Pembongkaran Bangunan Liar di Tambun Utara Tuai Protes: Kades Kritik Metode Gubernur Dedi Mulyadi
Pembongkaran Bangunan Liar di Tambun Utara Tuai Kontroversi
Proses pembongkaran sekitar 60 bangunan liar (bangli) di bantaran Kali Sepak, Desa Srijaya dan Desa Srimukti, Tambun Utara, Kabupaten Bekasi, pada Jumat (14 Maret 2025), telah memicu kontroversi. Pembongkaran yang dipimpin langsung oleh Gubernur Jawa Barat, Dedi Mulyadi, dan Bupati Bekasi, Ade Kuswara Kunang, dikritik keras oleh Kepala Desa Srijaya, Hermansyah, yang menilai tindakan tersebut tidak sesuai prosedur dan cenderung otoriter.
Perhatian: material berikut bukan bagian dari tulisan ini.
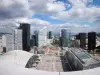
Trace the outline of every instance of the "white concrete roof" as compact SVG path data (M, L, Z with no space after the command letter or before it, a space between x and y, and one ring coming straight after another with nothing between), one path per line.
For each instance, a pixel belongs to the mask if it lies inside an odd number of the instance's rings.
M26 51L12 50L3 55L0 55L0 63L12 63L25 67L26 63L32 55L32 53Z
M25 51L10 51L0 55L0 75L99 75L100 67L90 70L74 72L47 72L34 69L28 69L25 66L31 53ZM23 64L24 63L24 64ZM18 65L20 66L18 66Z

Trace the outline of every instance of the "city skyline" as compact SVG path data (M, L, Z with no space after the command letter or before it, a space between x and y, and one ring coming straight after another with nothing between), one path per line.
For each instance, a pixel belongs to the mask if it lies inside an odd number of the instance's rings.
M31 24L31 31L47 26L70 28L73 33L100 32L98 0L2 0L0 5L0 25L25 22Z

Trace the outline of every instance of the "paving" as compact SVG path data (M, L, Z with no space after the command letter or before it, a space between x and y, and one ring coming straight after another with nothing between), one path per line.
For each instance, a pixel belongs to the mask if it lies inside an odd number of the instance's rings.
M43 56L36 68L44 71L63 72L61 59L55 54Z

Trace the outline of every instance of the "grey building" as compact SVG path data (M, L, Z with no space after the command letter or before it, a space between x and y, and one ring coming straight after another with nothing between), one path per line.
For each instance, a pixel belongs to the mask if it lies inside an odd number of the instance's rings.
M23 50L30 51L30 24L21 23L19 28L22 29Z

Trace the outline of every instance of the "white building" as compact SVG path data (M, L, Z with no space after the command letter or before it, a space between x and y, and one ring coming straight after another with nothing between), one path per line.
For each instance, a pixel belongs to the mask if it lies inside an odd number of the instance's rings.
M6 34L3 39L6 45L6 51L14 50L14 35L13 34Z
M15 50L22 50L22 30L15 29L15 37L14 37L14 49Z
M39 30L38 35L38 46L46 46L47 45L47 27L42 28Z

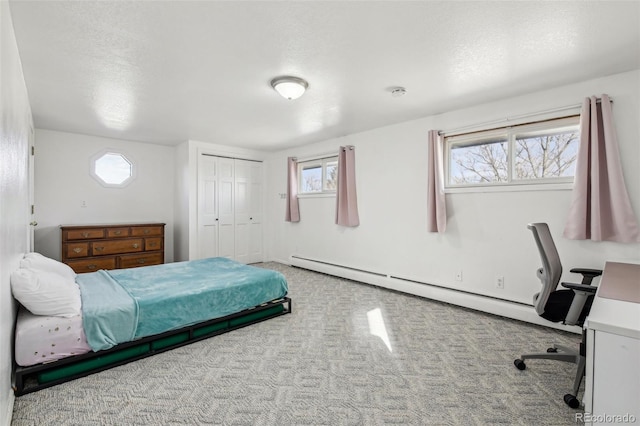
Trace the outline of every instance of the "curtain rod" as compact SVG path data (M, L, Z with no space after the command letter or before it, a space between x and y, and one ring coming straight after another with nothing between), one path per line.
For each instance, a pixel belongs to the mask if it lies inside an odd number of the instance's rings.
M613 99L612 98L609 98L609 99L613 103ZM596 100L597 103L600 103L601 101L602 101L602 99L600 99L600 98L598 98ZM547 110L544 110L544 111L531 112L531 113L528 113L528 114L514 115L512 117L506 117L506 118L502 118L500 120L487 121L487 122L484 122L484 123L477 123L477 124L472 124L472 125L469 125L469 126L459 127L457 129L439 131L438 134L439 135L443 135L443 136L453 136L453 135L460 135L460 134L466 134L466 133L474 133L476 131L481 131L481 130L490 130L490 128L489 129L484 129L484 127L492 126L492 125L496 125L496 124L501 124L501 123L505 123L505 122L509 122L509 121L514 121L514 120L522 120L522 119L525 119L525 118L535 117L535 116L538 116L538 115L551 114L551 113L554 113L554 112L569 111L569 110L578 109L578 108L581 108L581 107L582 107L582 104L567 105L567 106L563 106L563 107L559 107L559 108L547 109ZM555 118L563 118L563 117L555 117ZM548 120L553 120L555 118L549 118ZM540 121L546 121L546 120L540 120ZM477 130L475 130L475 129L477 129Z

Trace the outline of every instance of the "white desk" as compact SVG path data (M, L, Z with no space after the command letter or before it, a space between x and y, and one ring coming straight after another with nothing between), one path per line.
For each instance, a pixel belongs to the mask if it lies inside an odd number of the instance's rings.
M585 321L585 424L640 422L640 303L600 296L637 299L637 291L640 265L606 263Z

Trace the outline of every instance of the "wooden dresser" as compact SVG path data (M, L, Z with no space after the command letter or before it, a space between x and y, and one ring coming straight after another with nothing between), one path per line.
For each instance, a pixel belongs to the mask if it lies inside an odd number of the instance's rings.
M77 273L164 263L164 223L61 225L62 262Z

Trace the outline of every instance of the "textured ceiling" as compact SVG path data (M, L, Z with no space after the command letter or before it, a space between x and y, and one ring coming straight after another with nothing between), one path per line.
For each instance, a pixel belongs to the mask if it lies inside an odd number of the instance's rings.
M10 7L36 127L167 145L275 150L640 68L636 1Z

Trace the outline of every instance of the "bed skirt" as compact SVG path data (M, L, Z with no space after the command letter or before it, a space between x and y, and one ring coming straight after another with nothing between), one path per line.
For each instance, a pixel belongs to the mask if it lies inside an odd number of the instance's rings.
M122 343L111 349L29 367L16 365L13 390L16 396L25 395L291 312L291 299L284 297L222 318Z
Hermansyah menyatakan kekecewaannya atas pelaksanaan pembongkaran yang dinilai prematur dan tanpa adanya sosialisasi atau surat teguran kepada warga yang tinggal di bangunan liar tersebut. Ia mempertanyakan alasan di balik tindakan yang dianggapnya mendadak dan menimbulkan keresahan di masyarakat. "Pembongkaran dilakukan tanpa pemberitahuan sebelumnya. Warga dipaksa meninggalkan bangunan mereka tanpa kesempatan untuk mempersiapkan diri," ungkap Hermansyah kepada awak media di lokasi kejadian. Ia menambahkan bahwa tindakan tersebut bagaikan mengulang masa penjajahan, di mana warga tidak diberi hak untuk menyampaikan aspirasi atau menerima kompensasi yang layak. Ia menekankan pentingnya menjalankan standar operasional prosedur (SOP) dalam setiap tindakan pemerintahan, termasuk dalam hal penertiban bangunan liar.
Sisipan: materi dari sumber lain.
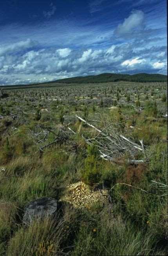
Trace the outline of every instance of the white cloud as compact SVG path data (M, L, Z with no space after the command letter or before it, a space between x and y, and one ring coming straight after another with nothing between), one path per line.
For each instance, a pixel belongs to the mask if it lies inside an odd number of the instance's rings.
M20 51L34 46L37 42L33 41L29 38L25 41L20 41L13 44L5 45L0 45L0 56L11 52Z
M164 67L165 64L164 62L155 62L152 65L155 69L161 69Z
M58 52L60 57L65 58L69 55L71 52L71 50L69 48L64 48L58 49L56 51Z
M117 35L130 33L134 29L142 25L144 20L144 14L142 11L135 10L126 19L122 24L119 24L115 30Z
M165 53L164 52L162 52L160 53L159 53L159 54L157 54L157 56L158 57L163 57L164 56L164 54L165 54Z
M50 11L44 11L43 12L43 15L46 18L50 18L50 17L54 15L56 11L56 6L53 5L52 3L51 4L50 6L51 6L51 10Z
M78 61L79 62L82 63L85 61L87 60L89 58L92 52L92 49L89 49L89 50L87 50L83 52L82 56L81 58L79 58L78 59Z
M114 49L116 48L116 45L112 45L112 46L108 48L107 51L107 54L112 54L114 52Z
M145 61L145 60L142 59L139 59L139 58L133 59L127 59L121 63L122 66L132 66L136 64L139 64Z

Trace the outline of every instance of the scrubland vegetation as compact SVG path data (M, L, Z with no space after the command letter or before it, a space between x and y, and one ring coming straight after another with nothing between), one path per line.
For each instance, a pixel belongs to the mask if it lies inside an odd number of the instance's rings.
M166 83L5 91L0 99L0 255L167 255ZM143 161L131 164L126 148L117 162L100 157L100 148L108 150L98 140L102 134L76 115L112 138L119 133L139 147L143 139L144 150L134 158ZM81 180L108 189L109 202L78 208L65 202L54 219L23 224L27 204L59 200Z

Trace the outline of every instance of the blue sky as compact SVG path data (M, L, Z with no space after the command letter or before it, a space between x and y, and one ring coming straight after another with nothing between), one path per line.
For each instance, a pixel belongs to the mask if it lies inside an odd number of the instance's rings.
M5 0L0 85L167 74L165 0Z

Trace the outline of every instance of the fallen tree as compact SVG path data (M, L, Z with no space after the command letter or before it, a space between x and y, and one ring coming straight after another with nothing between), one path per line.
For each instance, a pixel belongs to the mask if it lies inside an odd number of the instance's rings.
M135 159L139 150L143 152L145 156L143 140L140 141L141 145L139 145L123 135L118 134L115 130L113 131L112 130L112 132L111 131L110 134L108 133L107 128L112 123L101 130L77 115L76 115L76 117L98 132L94 138L87 139L83 135L82 136L87 144L90 145L94 143L96 145L101 158L116 163L122 163L124 162L123 160L124 156L127 154L128 156L128 159L125 161L130 164L137 165L144 162L144 160L137 160ZM76 133L70 127L68 127L68 129L73 134Z

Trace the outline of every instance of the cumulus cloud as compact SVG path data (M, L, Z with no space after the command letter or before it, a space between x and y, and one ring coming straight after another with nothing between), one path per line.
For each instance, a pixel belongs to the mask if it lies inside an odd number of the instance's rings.
M132 66L135 64L141 63L145 62L144 59L139 59L139 58L132 59L127 59L121 63L122 66Z
M64 48L63 49L58 49L56 51L60 57L65 58L67 57L71 52L71 50L69 48Z
M142 27L144 21L144 13L142 11L133 11L122 24L119 24L114 33L118 36L129 33L133 30Z
M161 69L164 67L165 63L164 62L155 62L152 65L155 69Z
M91 52L91 49L89 49L89 50L83 52L81 57L78 59L78 62L82 63L82 62L84 62L87 61L87 59L88 59L89 58L89 56L90 55Z
M50 18L51 16L54 15L55 13L56 9L56 6L54 6L52 3L51 3L50 5L50 10L48 11L43 11L43 15L46 18Z
M20 43L15 44L16 49L18 45ZM104 72L166 72L166 57L162 53L165 52L165 47L136 48L134 51L134 42L112 44L103 49L92 48L78 51L70 48L51 47L24 48L23 51L14 50L12 54L10 51L3 52L4 55L0 56L0 77L1 75L4 78L0 82L31 83L41 82L44 78L46 81L52 81Z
Kritik Terhadap Gaya Kepemimpinan Gubernur
Lebih lanjut, Hermansyah secara terang-terangan mengkritik gaya kepemimpinan Gubernur Dedi Mulyadi yang dianggapnya otoriter. Ia menuding Dedi Mulyadi tidak mempertimbangkan aspek sosial dan kemanusiaan dalam mengambil keputusan. "Mentang-mentang beliau Gubernur, beliau tidak melihat keadaan di lapangan," tegas Hermansyah. Ia menyatakan dukungannya terhadap pembangunan daerah, namun menyayangkan cara yang digunakan oleh Gubernur Dedi Mulyadi dinilai tidak bijaksana dan merugikan masyarakat.
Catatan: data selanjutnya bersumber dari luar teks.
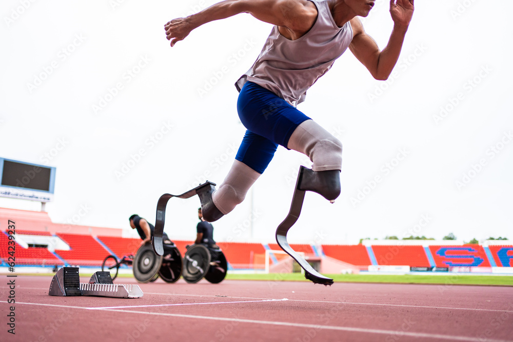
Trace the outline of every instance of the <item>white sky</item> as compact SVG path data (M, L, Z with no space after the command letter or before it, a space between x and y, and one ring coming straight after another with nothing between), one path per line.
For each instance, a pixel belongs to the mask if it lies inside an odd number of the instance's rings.
M214 2L2 2L0 156L56 167L55 200L47 205L53 221L122 228L134 236L128 217L154 223L163 193L182 193L205 175L222 181L245 131L233 84L271 26L241 14L170 48L164 25ZM348 50L299 106L342 142L343 192L333 205L308 193L291 241L357 243L409 232L513 238L513 2L416 6L391 84L374 80ZM364 20L381 48L392 25L388 7L378 0ZM40 84L37 77L45 79ZM443 117L441 107L451 110ZM141 151L128 173L116 176ZM301 164L310 166L279 148L252 194L214 223L214 238L273 242ZM458 186L464 173L472 178ZM199 205L197 196L170 200L165 230L171 238L193 239ZM0 206L40 208L7 198Z

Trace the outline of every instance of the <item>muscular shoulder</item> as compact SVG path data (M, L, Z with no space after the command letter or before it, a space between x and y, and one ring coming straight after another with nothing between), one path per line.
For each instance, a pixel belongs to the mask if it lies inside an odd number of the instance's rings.
M351 24L351 27L353 30L353 38L357 35L365 33L365 30L363 29L363 24L358 17L354 17L349 21L349 23Z

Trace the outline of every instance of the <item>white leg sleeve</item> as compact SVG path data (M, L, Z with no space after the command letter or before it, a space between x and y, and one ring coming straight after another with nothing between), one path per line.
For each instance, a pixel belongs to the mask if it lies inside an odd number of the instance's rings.
M246 194L260 174L243 163L235 160L230 171L212 194L212 200L219 211L226 215L242 202Z
M313 120L298 126L287 145L291 150L308 156L314 171L342 170L342 143Z

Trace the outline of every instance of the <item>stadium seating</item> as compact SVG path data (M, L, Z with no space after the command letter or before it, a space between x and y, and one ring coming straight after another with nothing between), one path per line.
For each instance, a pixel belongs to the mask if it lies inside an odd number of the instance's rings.
M231 242L218 245L233 268L264 268L265 249L262 244Z
M326 256L367 269L371 265L367 249L363 245L323 245L323 251Z
M429 267L427 256L421 246L402 245L372 246L378 265Z
M513 246L497 245L488 248L497 266L513 267Z
M140 238L114 236L98 236L97 238L118 258L128 254L135 255L142 241Z
M69 265L99 266L110 254L91 235L58 233L57 236L69 245L70 250L55 250L55 253Z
Kesaksian Warga yang Terdampak
Salah satu warga yang terdampak pembongkaran, Wana (55), seorang pedagang sate, mengaku tidak menerima pemberitahuan resmi mengenai rencana pembongkaran tersebut. Ia bahkan mengklaim hanya mengetahui informasi mengenai rencana pembongkaran yang dijadwalkan pada tanggal 10 April 2025, bukan pada tanggal 14 Maret 2025. "Tahu-tahu hari ini langsung dibongkar. Lurah, camat, tidak ada yang memberi tahu," ujar Wana dengan nada kecewa. Ketidakpastian informasi dan minimnya sosialisasi menimbulkan keresahan dan ketidakadilan bagi warga yang telah bermukim di bangunan liar tersebut selama puluhan tahun.
Proses Pembongkaran dan Dampaknya
Proses pembongkaran melibatkan satu unit alat berat ekskavator yang meruntuhkan puluhan bangli di sepanjang bantaran Kali Sepak. Bangli-bangli tersebut, yang selama ini digunakan sebagai tempat tinggal dan warung oleh warga, rata dengan tanah dalam waktu singkat. Kejadian ini menimbulkan pertanyaan mengenai komitmen pemerintah daerah dalam memperhatikan hak-hak warga dan menjalankan prinsip-prinsip pemerintahan yang baik dan bersih (good governance).
Kesimpulan
Peristiwa pembongkaran bangunan liar di Tambun Utara ini menyoroti pentingnya transparansi, partisipasi masyarakat, dan penegakan SOP dalam setiap kebijakan pemerintah. Kejadian ini juga menggarisbawahi perlunya dialog dan komunikasi yang efektif antara pemerintah dan masyarakat untuk menghindari konflik dan memastikan bahwa pembangunan berkelanjutan dapat terlaksana dengan adil dan merata.